Clone the repository by using the following command.
git clone https://github.com/Caiby0927/KBL.git
If you don't have git, please install git first using following commands.
$ sudo apt-get update $ sudo apt-get install git
We use python 3.8
$ sudo add-apt-repository ppa:fkrull/deadsnakes
$ sudo apt-get update
$ sudo apt-get install python3.8 python
$ sudo apt-get install python-pip
We have 5 dependencies below:
lightgbm >= 3.3.2
pandas >= 1.1.4
numpy >= 1.13.3
scipy >= 0.19.1
nltk >= 3.7
Step1: Download the bug reports from the bug tracking systems of Eclipse foundations The bug reports of Eclipse foundation could be downloaded from https://bugs.eclipse.org/
Step2: Obtain the preliminary keywords for bug reports After getting the bug report, you can use the code in the GA repository (also written by us) to get the preliminary keywords corresponding to each bug report.

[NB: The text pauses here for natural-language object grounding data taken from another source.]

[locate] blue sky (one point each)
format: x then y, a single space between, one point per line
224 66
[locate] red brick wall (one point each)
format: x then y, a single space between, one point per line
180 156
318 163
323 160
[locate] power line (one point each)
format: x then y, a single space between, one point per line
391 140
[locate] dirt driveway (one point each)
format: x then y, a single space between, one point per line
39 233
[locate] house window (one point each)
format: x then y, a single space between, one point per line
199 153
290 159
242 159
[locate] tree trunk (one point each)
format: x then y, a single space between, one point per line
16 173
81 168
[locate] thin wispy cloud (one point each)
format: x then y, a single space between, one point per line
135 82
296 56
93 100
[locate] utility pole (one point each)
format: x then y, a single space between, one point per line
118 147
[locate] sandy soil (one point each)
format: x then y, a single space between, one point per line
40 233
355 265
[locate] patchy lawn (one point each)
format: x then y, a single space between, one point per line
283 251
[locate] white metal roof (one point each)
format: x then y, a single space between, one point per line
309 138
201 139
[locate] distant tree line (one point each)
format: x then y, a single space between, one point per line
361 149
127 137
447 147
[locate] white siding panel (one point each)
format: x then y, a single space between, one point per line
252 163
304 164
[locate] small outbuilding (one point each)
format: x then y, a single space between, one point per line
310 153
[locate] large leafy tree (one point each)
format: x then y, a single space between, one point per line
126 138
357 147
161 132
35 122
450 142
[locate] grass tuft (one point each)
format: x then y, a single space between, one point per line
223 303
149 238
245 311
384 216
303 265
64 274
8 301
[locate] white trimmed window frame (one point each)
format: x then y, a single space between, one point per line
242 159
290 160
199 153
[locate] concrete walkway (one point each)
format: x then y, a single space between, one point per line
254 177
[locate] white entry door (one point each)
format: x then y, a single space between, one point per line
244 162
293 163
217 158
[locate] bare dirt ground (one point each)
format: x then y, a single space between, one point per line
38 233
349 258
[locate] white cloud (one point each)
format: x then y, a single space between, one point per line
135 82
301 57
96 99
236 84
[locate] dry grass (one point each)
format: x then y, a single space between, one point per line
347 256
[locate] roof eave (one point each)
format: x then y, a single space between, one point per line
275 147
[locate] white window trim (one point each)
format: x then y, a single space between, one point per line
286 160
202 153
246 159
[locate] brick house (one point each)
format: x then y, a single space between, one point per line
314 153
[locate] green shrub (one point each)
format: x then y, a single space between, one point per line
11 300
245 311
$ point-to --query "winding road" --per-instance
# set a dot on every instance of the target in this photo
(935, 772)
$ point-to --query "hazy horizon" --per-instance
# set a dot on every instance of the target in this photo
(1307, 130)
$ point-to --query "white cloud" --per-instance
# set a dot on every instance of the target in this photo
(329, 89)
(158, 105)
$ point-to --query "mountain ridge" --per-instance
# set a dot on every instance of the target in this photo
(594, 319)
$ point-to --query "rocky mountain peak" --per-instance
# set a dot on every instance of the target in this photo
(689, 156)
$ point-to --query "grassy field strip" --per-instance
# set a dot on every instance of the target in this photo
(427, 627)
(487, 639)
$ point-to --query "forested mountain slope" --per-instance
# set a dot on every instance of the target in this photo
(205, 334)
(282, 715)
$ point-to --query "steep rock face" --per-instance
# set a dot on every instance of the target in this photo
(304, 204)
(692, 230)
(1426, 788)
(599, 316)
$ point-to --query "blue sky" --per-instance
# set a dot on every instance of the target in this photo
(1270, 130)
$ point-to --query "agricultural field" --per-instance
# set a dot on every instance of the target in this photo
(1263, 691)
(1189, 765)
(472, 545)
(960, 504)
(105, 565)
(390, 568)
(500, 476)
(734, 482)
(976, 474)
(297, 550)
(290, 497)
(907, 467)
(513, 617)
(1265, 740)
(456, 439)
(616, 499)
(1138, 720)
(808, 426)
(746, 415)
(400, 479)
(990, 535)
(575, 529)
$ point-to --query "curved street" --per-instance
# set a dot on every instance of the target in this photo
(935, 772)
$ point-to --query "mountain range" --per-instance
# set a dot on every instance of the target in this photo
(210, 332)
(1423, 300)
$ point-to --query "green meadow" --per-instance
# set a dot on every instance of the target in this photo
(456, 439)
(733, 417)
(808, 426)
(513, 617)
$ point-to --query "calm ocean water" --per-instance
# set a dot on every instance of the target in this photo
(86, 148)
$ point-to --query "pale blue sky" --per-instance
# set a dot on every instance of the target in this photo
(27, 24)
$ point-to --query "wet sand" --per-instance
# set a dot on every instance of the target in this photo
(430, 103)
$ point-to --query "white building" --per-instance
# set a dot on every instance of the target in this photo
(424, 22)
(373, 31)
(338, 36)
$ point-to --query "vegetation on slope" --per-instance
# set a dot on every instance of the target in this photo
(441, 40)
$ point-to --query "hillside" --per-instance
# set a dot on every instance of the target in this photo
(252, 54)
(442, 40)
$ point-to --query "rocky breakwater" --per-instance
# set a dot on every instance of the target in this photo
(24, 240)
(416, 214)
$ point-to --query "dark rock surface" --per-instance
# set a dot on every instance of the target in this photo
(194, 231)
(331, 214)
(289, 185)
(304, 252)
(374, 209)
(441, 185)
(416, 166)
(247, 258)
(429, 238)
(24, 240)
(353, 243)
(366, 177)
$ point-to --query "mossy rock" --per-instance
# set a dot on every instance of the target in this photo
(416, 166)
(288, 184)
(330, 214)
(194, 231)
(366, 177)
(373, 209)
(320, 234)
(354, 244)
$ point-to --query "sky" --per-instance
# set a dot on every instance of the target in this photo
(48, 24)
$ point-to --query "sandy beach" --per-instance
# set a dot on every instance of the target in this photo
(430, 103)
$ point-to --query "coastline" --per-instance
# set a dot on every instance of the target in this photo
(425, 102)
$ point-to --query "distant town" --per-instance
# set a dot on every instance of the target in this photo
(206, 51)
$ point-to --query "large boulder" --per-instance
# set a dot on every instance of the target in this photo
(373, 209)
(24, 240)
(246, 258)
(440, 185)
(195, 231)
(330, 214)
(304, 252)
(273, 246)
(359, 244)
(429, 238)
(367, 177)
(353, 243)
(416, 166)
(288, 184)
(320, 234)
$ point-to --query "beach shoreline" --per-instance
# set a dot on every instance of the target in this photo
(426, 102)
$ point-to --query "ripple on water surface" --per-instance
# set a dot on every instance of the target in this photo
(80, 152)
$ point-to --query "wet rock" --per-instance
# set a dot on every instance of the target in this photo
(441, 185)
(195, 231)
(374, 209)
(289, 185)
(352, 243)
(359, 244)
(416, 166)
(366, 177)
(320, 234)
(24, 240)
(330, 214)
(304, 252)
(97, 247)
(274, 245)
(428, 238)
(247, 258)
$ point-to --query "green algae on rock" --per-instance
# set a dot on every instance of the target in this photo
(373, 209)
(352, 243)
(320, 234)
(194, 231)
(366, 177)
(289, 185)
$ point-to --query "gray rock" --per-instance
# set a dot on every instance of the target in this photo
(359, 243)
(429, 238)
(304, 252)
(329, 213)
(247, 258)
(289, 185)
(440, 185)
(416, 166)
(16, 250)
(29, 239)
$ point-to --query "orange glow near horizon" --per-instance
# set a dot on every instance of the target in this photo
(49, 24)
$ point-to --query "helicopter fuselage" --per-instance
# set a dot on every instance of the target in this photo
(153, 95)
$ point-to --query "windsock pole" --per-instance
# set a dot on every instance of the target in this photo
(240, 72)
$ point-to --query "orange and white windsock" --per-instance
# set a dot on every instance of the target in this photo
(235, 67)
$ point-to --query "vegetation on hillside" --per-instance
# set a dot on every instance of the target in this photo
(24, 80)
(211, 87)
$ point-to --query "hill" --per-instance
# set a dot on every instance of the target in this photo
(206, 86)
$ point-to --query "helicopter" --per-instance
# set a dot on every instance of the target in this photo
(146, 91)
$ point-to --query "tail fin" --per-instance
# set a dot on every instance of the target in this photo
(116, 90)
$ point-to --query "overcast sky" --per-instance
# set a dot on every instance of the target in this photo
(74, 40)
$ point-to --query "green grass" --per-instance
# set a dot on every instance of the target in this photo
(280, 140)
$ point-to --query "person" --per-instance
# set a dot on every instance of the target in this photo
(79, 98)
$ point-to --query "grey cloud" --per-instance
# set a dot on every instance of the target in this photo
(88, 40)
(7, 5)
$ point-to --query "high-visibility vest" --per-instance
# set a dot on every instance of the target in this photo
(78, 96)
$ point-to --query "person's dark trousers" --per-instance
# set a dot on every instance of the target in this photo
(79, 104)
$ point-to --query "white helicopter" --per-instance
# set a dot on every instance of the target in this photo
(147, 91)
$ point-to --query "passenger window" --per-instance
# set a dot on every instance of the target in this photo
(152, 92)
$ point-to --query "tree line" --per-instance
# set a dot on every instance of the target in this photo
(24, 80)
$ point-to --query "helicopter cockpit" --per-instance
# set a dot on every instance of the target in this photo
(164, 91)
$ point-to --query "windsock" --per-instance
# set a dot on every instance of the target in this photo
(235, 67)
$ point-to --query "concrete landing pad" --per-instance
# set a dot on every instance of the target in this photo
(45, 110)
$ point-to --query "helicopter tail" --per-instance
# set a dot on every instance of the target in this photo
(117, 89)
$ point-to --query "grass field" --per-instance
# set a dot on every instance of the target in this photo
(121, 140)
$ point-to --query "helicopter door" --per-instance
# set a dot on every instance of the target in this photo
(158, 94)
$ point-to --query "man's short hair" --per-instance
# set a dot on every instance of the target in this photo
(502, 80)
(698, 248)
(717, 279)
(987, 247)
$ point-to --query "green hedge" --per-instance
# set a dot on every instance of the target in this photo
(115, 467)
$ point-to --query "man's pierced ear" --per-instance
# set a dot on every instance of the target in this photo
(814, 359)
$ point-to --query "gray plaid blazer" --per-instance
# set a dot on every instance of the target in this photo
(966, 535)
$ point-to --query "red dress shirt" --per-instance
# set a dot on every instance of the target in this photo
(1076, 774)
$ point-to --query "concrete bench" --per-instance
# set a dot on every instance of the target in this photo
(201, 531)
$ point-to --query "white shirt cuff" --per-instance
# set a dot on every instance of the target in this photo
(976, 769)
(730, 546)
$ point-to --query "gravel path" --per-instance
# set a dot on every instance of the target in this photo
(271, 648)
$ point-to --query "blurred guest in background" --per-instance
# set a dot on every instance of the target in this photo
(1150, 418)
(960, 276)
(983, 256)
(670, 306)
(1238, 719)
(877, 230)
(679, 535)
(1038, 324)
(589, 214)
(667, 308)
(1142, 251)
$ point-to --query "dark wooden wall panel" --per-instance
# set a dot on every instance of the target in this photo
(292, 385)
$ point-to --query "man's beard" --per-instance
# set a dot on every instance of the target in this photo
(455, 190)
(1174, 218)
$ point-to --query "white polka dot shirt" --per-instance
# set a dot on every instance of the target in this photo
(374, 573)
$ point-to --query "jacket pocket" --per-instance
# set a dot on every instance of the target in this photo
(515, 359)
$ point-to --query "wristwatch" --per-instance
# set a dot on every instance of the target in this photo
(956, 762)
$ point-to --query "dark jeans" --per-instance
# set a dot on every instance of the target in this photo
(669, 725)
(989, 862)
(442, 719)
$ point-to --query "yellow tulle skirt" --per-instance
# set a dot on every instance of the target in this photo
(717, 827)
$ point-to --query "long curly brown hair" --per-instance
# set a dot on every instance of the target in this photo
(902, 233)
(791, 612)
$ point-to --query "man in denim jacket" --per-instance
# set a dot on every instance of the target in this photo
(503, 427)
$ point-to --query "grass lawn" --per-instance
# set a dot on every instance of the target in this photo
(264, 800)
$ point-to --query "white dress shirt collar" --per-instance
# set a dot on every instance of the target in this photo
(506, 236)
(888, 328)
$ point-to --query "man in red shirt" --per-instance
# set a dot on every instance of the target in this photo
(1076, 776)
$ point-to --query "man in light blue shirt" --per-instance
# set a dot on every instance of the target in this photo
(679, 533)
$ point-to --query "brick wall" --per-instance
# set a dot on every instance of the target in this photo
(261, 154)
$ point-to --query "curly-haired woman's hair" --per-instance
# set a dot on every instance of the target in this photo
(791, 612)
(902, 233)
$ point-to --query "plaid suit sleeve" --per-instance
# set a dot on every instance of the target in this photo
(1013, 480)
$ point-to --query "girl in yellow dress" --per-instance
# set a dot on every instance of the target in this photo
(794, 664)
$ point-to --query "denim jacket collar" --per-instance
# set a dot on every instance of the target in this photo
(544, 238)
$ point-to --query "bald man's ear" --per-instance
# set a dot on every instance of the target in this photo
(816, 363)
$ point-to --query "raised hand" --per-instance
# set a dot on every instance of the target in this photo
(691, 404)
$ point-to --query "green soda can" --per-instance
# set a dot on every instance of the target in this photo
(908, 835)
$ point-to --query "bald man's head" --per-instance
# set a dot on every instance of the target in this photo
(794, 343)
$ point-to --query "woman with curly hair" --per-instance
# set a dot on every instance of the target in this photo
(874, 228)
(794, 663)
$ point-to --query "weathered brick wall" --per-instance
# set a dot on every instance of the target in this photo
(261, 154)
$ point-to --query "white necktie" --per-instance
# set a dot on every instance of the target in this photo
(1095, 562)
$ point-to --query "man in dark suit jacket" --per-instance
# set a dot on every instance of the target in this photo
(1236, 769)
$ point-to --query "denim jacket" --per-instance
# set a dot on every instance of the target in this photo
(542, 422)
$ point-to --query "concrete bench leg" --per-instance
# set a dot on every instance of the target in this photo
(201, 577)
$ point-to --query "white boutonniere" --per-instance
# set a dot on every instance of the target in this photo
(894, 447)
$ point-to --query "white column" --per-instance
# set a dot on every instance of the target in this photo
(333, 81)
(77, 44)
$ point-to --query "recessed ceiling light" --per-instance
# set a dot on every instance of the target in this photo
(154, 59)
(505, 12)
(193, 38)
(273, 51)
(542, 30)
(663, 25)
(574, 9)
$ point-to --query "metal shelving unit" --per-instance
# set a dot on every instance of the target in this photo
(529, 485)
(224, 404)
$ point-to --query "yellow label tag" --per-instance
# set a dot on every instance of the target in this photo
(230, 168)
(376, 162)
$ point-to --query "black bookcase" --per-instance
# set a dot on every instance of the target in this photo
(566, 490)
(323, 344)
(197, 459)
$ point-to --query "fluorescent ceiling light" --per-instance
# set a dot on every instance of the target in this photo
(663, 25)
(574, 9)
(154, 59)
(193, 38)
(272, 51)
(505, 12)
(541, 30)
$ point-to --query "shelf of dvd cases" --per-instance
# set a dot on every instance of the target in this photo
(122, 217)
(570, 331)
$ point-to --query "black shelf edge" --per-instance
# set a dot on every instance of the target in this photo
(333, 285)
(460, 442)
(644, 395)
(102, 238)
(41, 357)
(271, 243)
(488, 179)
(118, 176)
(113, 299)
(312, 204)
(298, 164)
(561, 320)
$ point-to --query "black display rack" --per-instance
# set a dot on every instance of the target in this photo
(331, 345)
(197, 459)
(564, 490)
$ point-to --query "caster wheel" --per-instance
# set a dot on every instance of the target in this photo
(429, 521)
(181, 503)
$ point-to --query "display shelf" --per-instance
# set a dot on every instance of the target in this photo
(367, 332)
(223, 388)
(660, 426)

Step3: Refine the preliminary keywords With the preliminary keywords, we can use the keyword_refinement.java, which is also in the GA repository, to refine them. After refinement, we can get the golden keywords for each bug report.
Step4: Extract features for terms in the bug report To build the keywords classifier, we first need to extract features from each term in the bug report. We can use the scripts call bug_semantic.py, code_semantic.py and camel_case.py to extract all 61 features for the term.
Step5: Build the keywords classifier Before training the classifier, we need to label the terms which are used for training and testing. Here, we use the golden keywords to label each term. Then, we can use the script train.py to build the keywords classifier.
Step6: Predict keywords for new bug report After building the classifier, we can input the new bug report and use the trained classifier to predict the keywords of the bug report with the script call eval.py.